Vazamento
O sol já havia sumido e Hazel estava no jardim da frente com Llira. As duas esperavam Isabel chegar quando o celular da pequena vampira vibrou em seu bolso. Ela imaginou o porquê sua namorada ligaria àquele horário e ficou surpresa ao ver outro nome na tela: Pedro. Atendeu a ligação e percebeu no mesmo instante a ansiedade na voz do rapaz.
— Minha senhora, por favor, me desculpe por incomodar, eu... — Sua respiração estava desregulada do outro lado da linha — Eu gostaria de saber se há algo que eu poderia fazer pela senhora hoje.

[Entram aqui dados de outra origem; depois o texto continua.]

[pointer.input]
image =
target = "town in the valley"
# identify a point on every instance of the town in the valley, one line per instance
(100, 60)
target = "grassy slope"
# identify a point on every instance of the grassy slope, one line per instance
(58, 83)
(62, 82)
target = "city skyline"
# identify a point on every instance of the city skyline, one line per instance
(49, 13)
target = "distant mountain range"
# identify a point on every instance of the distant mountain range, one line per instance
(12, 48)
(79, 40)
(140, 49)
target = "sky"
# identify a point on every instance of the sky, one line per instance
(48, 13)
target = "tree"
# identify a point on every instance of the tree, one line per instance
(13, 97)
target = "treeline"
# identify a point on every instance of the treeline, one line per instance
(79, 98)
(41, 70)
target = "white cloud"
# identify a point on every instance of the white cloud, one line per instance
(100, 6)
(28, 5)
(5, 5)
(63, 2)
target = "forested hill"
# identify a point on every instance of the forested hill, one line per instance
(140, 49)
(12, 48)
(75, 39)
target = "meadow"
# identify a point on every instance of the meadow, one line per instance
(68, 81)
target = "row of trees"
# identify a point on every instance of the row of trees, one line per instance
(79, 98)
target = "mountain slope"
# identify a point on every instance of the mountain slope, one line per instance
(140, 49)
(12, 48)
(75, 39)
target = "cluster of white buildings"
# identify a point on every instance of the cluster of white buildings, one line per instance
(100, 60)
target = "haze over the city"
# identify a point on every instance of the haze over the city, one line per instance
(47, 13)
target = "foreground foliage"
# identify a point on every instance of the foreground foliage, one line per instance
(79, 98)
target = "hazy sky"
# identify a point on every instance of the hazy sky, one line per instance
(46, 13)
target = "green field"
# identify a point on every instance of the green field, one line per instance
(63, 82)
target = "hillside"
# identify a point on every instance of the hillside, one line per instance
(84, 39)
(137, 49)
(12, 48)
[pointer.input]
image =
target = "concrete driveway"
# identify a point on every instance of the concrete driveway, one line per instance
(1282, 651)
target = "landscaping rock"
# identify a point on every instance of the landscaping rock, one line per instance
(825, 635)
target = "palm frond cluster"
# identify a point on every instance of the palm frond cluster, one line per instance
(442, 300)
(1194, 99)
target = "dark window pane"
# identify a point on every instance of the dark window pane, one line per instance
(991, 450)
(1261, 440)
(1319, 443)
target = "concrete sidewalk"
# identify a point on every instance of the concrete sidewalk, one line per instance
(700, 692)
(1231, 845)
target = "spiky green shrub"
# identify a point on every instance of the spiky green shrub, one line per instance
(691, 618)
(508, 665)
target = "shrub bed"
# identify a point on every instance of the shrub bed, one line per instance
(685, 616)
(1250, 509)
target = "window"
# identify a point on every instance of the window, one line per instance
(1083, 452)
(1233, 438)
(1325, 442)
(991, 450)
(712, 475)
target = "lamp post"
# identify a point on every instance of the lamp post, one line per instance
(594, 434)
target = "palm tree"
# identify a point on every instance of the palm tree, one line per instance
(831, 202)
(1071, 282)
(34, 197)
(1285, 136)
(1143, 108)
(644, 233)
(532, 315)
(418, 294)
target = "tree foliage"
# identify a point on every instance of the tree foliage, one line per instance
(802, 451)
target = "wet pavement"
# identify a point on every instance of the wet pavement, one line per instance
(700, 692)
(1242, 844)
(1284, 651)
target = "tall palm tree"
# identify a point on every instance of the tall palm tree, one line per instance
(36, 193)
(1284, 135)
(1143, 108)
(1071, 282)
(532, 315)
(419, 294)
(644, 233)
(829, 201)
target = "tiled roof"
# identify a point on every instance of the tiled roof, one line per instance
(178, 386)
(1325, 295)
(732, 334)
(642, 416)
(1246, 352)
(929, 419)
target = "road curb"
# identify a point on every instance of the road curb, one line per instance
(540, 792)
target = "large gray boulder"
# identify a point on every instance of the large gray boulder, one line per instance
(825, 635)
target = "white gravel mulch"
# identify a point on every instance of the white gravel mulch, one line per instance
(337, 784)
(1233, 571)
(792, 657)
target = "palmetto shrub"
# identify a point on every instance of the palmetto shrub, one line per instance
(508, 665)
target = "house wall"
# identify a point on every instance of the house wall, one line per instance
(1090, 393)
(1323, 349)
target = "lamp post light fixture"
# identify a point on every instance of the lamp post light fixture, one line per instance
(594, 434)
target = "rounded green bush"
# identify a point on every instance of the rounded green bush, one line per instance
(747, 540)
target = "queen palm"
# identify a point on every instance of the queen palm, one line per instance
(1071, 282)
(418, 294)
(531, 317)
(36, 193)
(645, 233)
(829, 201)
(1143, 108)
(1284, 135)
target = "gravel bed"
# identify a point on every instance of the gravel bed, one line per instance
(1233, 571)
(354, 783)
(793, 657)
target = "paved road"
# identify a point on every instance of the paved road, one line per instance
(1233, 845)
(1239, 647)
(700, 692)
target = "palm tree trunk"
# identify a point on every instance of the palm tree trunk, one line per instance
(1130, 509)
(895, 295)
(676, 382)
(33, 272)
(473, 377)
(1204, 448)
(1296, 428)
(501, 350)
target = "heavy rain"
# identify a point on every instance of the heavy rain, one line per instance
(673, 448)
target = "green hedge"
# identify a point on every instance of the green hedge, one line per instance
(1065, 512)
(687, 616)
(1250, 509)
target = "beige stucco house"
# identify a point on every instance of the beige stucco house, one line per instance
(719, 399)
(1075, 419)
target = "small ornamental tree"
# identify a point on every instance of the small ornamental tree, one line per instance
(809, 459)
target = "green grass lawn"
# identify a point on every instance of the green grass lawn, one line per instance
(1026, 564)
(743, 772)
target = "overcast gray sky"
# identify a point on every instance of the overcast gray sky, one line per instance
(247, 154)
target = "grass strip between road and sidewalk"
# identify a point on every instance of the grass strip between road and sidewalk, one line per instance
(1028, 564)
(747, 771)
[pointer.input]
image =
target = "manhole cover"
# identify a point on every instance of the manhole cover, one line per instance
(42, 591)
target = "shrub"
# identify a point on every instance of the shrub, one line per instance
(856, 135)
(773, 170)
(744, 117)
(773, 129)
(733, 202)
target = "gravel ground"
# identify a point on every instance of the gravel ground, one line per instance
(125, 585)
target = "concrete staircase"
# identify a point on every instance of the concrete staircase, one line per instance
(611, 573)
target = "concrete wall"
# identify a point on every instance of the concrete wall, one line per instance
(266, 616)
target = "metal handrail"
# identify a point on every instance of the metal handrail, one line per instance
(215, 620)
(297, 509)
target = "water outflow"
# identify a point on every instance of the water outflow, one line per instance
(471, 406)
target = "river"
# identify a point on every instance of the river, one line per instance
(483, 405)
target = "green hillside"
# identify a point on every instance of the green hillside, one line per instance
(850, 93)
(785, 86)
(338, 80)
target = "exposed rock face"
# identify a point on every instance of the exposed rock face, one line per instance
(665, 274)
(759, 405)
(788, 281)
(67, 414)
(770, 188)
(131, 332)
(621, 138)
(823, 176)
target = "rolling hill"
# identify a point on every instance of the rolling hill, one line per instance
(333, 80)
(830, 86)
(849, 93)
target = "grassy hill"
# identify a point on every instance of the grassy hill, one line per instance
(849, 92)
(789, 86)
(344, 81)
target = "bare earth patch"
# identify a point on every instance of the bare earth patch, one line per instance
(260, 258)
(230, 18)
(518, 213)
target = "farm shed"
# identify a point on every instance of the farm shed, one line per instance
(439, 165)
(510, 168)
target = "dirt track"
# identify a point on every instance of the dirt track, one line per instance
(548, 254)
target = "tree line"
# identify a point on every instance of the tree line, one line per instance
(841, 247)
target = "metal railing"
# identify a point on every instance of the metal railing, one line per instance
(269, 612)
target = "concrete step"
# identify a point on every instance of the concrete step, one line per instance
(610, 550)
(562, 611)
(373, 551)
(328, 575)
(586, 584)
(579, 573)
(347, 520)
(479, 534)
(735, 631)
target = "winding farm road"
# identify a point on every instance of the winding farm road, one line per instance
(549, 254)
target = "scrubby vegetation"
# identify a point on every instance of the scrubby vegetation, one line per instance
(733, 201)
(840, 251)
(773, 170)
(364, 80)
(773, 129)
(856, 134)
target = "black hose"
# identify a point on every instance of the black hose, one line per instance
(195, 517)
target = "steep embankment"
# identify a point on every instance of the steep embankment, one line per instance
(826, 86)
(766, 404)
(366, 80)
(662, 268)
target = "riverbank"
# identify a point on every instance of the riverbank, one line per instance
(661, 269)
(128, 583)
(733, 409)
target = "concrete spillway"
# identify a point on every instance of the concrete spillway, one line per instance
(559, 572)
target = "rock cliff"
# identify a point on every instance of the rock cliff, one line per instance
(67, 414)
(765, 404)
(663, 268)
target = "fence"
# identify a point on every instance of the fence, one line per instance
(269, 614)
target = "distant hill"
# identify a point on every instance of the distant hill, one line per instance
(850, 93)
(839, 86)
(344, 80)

— Acredito que não, Pedro. — Hazel achou graça — Você quer alguma coisa?
— Eu, bem, sim, eu queria, ah, se não for um incômodo, faz algum tempo e hoje eu, no hospital, hoje eu trabalhei tanto e, bem, faz semanas que...
— Venha aqui — Hazel o interrompeu — Eu posso morder você.
— Sem que eu faça algo em troca? — A felicidade e o alívio em sua voz eram claros.
— Uhum.
Pedro agradeceu e desligou, então Hazel voltou o telefone no bolso. Seria interessante comer algo diferente e a lua cheia ainda tinha algumas semanas para chegar. De fato não era má ideia. Depois de alguns minutos, ela ouviu o som conhecido do carro do rapaz ao longe, então tomou a pequena gata nos braços e o esperou. Ela havia sido castrada há algumas semanas e Hazel parecia sempre preocupada com a pequena felina, apesar de Isabel insistir que ela estava bem. Havia séculos que a vampira não tinha animais de estimação, então parecia insegura com tudo o que pudesse soar perigoso. Uma vez que o carro estacionou em frente a sua casa, porém, ela deixou a preocupação de lado.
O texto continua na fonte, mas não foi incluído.